Nel bel mezzo della tempesta, la dottoressa Hawa Abdi Dhiblawe andò a confrontarsi con il comandante dei miliziani, chiedendogli per quale motivo si stesse comportando in tal modo. Il comandante rispose puntandole un fucile alla testa. Hawa scrollò le spalle: “Se vuoi uccidermi, uccidimi. – gli disse – Non è un problema. Un giorno o l’altro dovrò comunque morire.” I miliziani la trassero in arresto e si accamparono nell’ospedale, ma non avevano fatto bene i conti: Hawa aveva mostrato il potere della solidarietà per lunghi anni, e a troppe persone. Le sue ex pazienti, in particolare, donne in difficoltà che lei aveva accolto a braccia aperte senza chiedere nulla, non intendevano tacere.

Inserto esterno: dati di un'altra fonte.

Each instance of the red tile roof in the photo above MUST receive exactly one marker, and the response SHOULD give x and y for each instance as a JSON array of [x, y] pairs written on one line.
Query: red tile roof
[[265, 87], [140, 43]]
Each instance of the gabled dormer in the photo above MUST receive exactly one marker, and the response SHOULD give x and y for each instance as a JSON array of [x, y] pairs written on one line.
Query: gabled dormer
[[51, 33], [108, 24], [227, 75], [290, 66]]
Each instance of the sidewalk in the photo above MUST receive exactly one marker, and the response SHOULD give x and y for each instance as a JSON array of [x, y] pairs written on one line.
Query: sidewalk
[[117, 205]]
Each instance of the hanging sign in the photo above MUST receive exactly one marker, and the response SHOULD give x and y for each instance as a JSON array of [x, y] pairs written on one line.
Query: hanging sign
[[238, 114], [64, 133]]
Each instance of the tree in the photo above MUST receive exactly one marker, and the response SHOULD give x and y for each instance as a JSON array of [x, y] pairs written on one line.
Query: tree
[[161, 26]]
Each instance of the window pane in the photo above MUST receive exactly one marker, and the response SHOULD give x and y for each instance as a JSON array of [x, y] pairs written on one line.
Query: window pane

Così, man mano che la notizia si diffondeva, prima qualche dozzina di donne e poi centinaia circondarono a loro volta la struttura, chiedendo il rilascio della dottoressa e che l’ospedale riprendesse a funzionare. L’azione rimbalzò sui media e a livello internazionale. Poiché quello che arrivava ad “Hizbul Islam” erano solo proteste e comunicati che esprimevano sdegno e condanna, e poiché per quanto le si minacciasse quelle donne attorno alla clinica non solo non se ne andavano, ma crescevano costantemente di numero, e sembravano non aver paura di nulla, dopo sette giorni il leader del gruppo, lo “sceicco” Hassan Dahir Aweys ordinò la liberazione della dottoressa.
Hawa Abdi Dhiblawe si rimboccò le maniche un’altra volta, raccolse i pezzi e riprese a fare il suo lavoro. Non si tratta solo di curare i corpi, lei e le sue figlie lo sanno bene. Si tratta di istruire i bambini, di dare un tetto a chi non ce l’ha, di insegnare alle persone a lavorare insieme per il bene comune. E’ vero quanto Hawa disse l’anno scorso: un giorno lei ci lascerà com’è nell’ordine naturale delle cose. Ma credo che il suo esempio e i frutti del suo impegno resteranno con noi molto, molto più a lungo.